Judges: Kassal
Filed Date: 5/8/1978
Status: Precedential
Modified Date: 10/19/2024
OPINION OF THE COURT
ISSUE
Shall a party be permitted to simultaneously pursue the disclosure devices of deposition and interrogatories against the same witness?
FACTS
Pursuant to defendant’s notice, the deposition of plaintiff was held on two days in October, 1977 and adjourned, pending completion of plaintiff’s production of certain documents. Thereafter, and before completion of that deposition, defendant served the interrogatories which are the subject of this motion.
DECISION
While the CPLR contains no express direction as to the order in which a party may employ various disclosure devices against his adversary (see, generally, Siegel, Practice Commentaries, McKinney’s Cons Laws of NY, Book 7B, CPLR 3101, C3101:2) it has become increasingly apparent to this court that the free and unlimited employment of such devices has led to such abuse in many instances as to far outweigh their beneficial attributes by way of true discovery. The same devices which, when properly employed, "advance the function of a trial to ascertain truth and to accelerate the dispositon of suits” (Rios v Donovan, 21 AD2d 409, 411), become oppressive when they tend to unnecessarily increase the cost of litigation and unduly delay the resolution of issues. In those cases, their use is perverted into instrumentalities of delay and their proper purpose becomes secondary and peripheral.
One discovery device, which has demonstrated very great potential for improper employment, is interrogatories. As stated by the Committee Comments to rule 33 in the Report of the Special Committee for the Study of Abuse, Section of Litigation American Bar Association, October, 1977: "no single rule was perceived by the Bar at large responding to the Committee’s questionnaire as engendering more discovery abuse than Rule 33 on interrogatories”.
I have proposed to the Judicial Conference for implementation that no party be permitted to use both the interrogatory device and depositions of the same witness, without leave of the court. While the adoption of such a general rule for all discovery is properly the subject of action by the Judicial Conference or Legislature, it is clear to the court that, absent exceptional circumstances, a party should not be permitted to employ both interrogatories and oral examination against another party simultaneously. (Katz v Posner, 23 AD2d 774; J & E Prods, v Lavenson, 49 AD2d 528.)
Here, the defendant initially elected to and did commence the deposition of plaintiff.
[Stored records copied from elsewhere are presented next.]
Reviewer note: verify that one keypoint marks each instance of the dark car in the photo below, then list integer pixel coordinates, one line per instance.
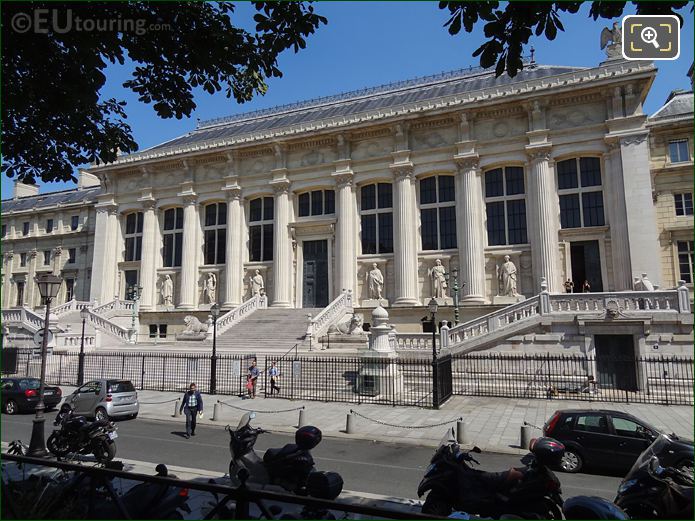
(604, 438)
(22, 394)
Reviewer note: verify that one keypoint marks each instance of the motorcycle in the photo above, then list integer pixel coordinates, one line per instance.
(290, 467)
(530, 492)
(650, 491)
(76, 435)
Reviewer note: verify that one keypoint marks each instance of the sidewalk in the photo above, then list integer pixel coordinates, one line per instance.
(493, 424)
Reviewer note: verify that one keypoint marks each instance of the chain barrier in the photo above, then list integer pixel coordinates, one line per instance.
(352, 411)
(261, 412)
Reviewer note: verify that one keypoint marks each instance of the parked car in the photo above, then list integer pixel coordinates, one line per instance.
(104, 399)
(605, 438)
(22, 394)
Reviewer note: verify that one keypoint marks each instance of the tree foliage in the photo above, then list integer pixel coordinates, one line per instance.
(52, 115)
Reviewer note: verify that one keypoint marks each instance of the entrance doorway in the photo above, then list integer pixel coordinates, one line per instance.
(586, 265)
(315, 269)
(615, 362)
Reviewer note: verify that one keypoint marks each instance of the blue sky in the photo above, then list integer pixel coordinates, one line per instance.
(372, 43)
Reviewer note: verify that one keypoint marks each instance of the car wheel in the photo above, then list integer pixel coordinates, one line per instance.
(571, 461)
(11, 407)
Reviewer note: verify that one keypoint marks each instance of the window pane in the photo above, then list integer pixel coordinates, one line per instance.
(428, 190)
(304, 204)
(447, 192)
(385, 195)
(495, 224)
(385, 233)
(429, 229)
(516, 221)
(590, 170)
(569, 211)
(255, 210)
(514, 178)
(330, 201)
(368, 197)
(447, 227)
(317, 202)
(567, 174)
(368, 234)
(493, 183)
(592, 204)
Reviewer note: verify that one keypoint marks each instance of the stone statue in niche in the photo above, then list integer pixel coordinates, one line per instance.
(437, 274)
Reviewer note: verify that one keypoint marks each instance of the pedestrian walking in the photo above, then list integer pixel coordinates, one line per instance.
(273, 373)
(251, 378)
(191, 406)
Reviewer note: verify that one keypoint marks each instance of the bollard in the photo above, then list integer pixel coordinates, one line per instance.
(348, 424)
(525, 437)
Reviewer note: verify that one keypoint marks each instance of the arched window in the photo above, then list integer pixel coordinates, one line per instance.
(317, 202)
(505, 202)
(173, 237)
(438, 212)
(133, 236)
(376, 213)
(261, 215)
(215, 230)
(580, 192)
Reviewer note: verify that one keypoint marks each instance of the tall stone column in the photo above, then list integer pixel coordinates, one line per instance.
(405, 236)
(345, 232)
(282, 259)
(469, 215)
(148, 278)
(189, 260)
(233, 276)
(543, 215)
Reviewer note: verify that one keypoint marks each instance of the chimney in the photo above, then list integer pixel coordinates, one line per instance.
(24, 190)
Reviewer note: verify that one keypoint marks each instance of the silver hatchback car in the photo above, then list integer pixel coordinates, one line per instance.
(104, 399)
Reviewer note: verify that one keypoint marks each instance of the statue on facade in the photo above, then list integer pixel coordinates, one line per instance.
(210, 289)
(375, 280)
(167, 291)
(507, 278)
(438, 275)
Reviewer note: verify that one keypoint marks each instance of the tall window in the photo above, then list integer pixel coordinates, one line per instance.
(215, 233)
(505, 205)
(133, 236)
(261, 215)
(173, 237)
(678, 151)
(684, 203)
(685, 260)
(438, 212)
(317, 202)
(581, 195)
(376, 212)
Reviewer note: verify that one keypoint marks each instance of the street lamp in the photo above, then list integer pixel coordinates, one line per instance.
(84, 315)
(215, 313)
(49, 285)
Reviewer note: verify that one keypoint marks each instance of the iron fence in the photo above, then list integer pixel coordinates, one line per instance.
(643, 379)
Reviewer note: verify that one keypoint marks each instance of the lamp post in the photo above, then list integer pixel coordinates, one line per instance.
(84, 315)
(432, 308)
(49, 285)
(214, 312)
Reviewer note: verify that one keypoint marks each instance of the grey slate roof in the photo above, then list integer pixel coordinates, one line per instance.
(383, 97)
(65, 197)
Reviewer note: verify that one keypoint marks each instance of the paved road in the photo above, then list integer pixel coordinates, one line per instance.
(389, 469)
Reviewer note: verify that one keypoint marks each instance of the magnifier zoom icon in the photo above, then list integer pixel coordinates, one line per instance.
(648, 36)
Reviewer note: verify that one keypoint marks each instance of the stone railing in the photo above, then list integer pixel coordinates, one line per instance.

Defendant should be required to complete such deposition before resorting to interrogatories, if still appropriate, and then only for the limited purpose of supplementation of discovery, not duplication.
Accordingly, the motion is granted to the extent only of striking the interrogatories dated January 6, 1978 without prejudice to service of interrogatories, if then appropriate, after the completion of the oral examination of the plaintiff and limited to material not covered or inadequately covered by plaintiff’s testimony at such examination. Since the parties appear unable to agree as to the arrangements for the deposition, and there are issues of privilege which have been raised with respect to the proposed interrogatories, the deposition shall resume at Special Term, Part II, of this court on June 1, 1978 at 10:00 a.m., and continue until completion. Any claims of privilege shall be referred to the Justice then presiding in Special Term, Part II.